CosmoCoffee

Authors:  Eric V. Linder, Ramon Miquel 
Abstract:  Interpretation of cosmological data to determine the number and values of
parameters describing the universe must not rely solely on statistics but
involve physical insight. Statistical techniques such as "model selection" or
"integrated survey optimization" blindly apply Occam's Razor  this can lead to
painful results. We emphasize that the sensitivity to prior probabilities and
to the number of models compared can lead to "prior selection" rather than
robust model selection.
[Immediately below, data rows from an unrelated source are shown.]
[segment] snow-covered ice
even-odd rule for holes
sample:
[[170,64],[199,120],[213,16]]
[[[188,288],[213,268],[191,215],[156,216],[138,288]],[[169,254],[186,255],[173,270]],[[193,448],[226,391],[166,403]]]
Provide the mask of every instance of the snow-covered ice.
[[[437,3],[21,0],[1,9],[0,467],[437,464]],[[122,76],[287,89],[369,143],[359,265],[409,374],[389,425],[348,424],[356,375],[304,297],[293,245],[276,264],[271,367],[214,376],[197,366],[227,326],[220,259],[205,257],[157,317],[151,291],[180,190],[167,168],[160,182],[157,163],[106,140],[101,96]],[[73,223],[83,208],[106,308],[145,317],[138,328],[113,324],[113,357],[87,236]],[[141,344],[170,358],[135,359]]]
A concrete example demonstrates that Information
Criteria can in fact misinform over a large region of parameter space. 

[PDF]
[PS] [BibTex] [Bookmark]

View previous topic :: View next topic 
Author 
Message 
John Peacock
Joined: 02 Mar 2007 Posts: 3 Affiliation: University of Edinburgh

Posted: May 09 2007 


Moncy Vilavinal John wrote:
Quote: 
As I understand, the authors and also Peacock are worried about whether a competing model in a model comparison can get undue advantage by picking a suitable prior for some new parameter. But this anxiety is unfounded and can be dispelled once we recognize that Bayesian model comparison is not a onetime exercise. The posterior for that parameter, obtained in that analysis, must be used as prior in the future observation

I agree with this  but it's *NOT* what happens in model selection. Your original prior is never forgotten. Let's say your prior was n_{s} varies between 0 and 1000 with a uniform probability. Then you make a measurement which yields a posterior that is a Gaussian peak near n_{s}=1 with width 0.1. You might want to adopt this Gaussian as the prior for the next time you do model comparison, but the question is are you allowed to renormalise the probability under it to unity, rather than 0.0001? If you do so, then the Evidence ratio always ends up just as the likelihood ratio. This seems sensible to me, but it's not the official approach. 

Back to top 


Roberto Trotta
Joined: 27 Sep 2004 Posts: 18 Affiliation: Imperial College London

Posted: May 09 2007 


John,
I'm not sure anybody is in a position to define "an official approach". My personal point of view on this is that the prior updating business is absolutely fine for parameter inference – after all, our current knowledge becomes our starting point for the next measurement. I think nobody disputes that.
However, when we are talking about model selection I'd rather take the view that the prior ought to be motivated by theory, and hence ought not to be updated every time. This is because the point of the whole exercice is to compare models, ie theories. So you want to define your prior, ideally motivated by the theory or physical model you have in mind, and then compare it with successively improved data sets, while keeping the same prior all of the time. After all, your theory (ie, your model prior) does not change when new data come along (and if it does then it's because it has become a different theory in response to the data, and to be fair you should compare this new theory with the old one, ie do model comparison!).
In this sense you are right, that your original prior does not go away. But if you do this consistently (and of course if the original prior was sensible and physically motivated), successive layers of data will shave away with Occam's razor unnecessary theories, thus leaving you in the end with the best (in terms of the data) model from the original collection you started with. 

Back to top 


John Peacock
Joined: 02 Mar 2007 Posts: 3 Affiliation: University of Edinburgh

Posted: May 10 2007 


Kate Land wrote: 
I understand the notion of updating priors, etc. But this leads to the question of what is the first ever prior that you use? ie. When you have absolutely no information whatsoever, and no theoretical ideas either. There is no suitable prior in this case!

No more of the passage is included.